When the PSLV-C45 embarked on its journey into space on Monday, it was a red letter day for the Indian Space Research Organisation (ISRO), an entity with many a feather in a large cap. This launch vehicle, or quite simply a rocket, is used to deliver satellites to low-earth orbits. The launch vehicle carried one Indian and 28 international satellites, marking the first instance of a rocket that injected satellites in three different orbits, compared to two earlier. Even though, ISRO’s record for carrying 104 satellites on one rocket remains unbroken, that still had no satellites in more than two orbits.
After its first successful launch in 1994, ISRO’s PSLV (polar satellite launch vehicle) had completed 39 more missions by mid-2017 and eight more since then. All this has earned it the 'Workhorse of ISRO' title. In a technological breakthrough, the rocket carried four more booster rockets or strap-ons giving it the additional thrust midway during its flight. This is down from six used earlier, without compromising on the power. Incidentally, it was the PSLV that launched two Chandrayaan-1 spacecrafts in 2008 and the Mars Orbiter five years later.

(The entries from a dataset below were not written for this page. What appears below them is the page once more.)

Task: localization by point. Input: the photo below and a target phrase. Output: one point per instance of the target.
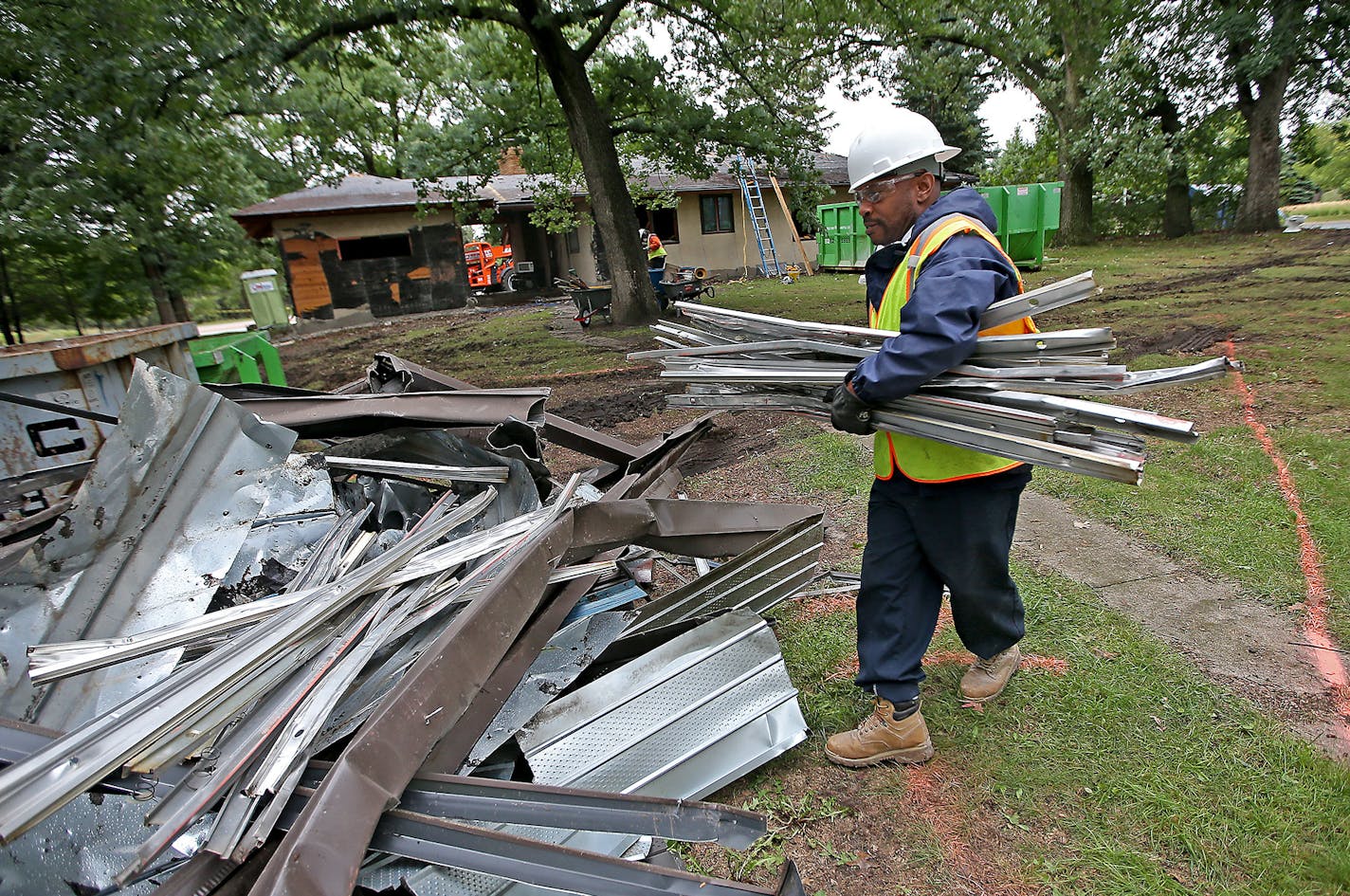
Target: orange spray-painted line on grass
(1052, 664)
(1324, 650)
(928, 793)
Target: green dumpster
(1028, 214)
(236, 357)
(841, 242)
(267, 305)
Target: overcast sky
(1002, 112)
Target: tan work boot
(879, 737)
(986, 679)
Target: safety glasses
(881, 189)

It is not a matter of small significance that the recent PSLV-C45 flight was five days after ISRO launched its anti-satellite weapon test. This time, ISRO had EMISAT, its first electronic surveillance satellite on board. Its successful launch gives India a serious push into satellite imagery, which will be very useful for its armed forces at a time when the relationship with Pakistan is tense.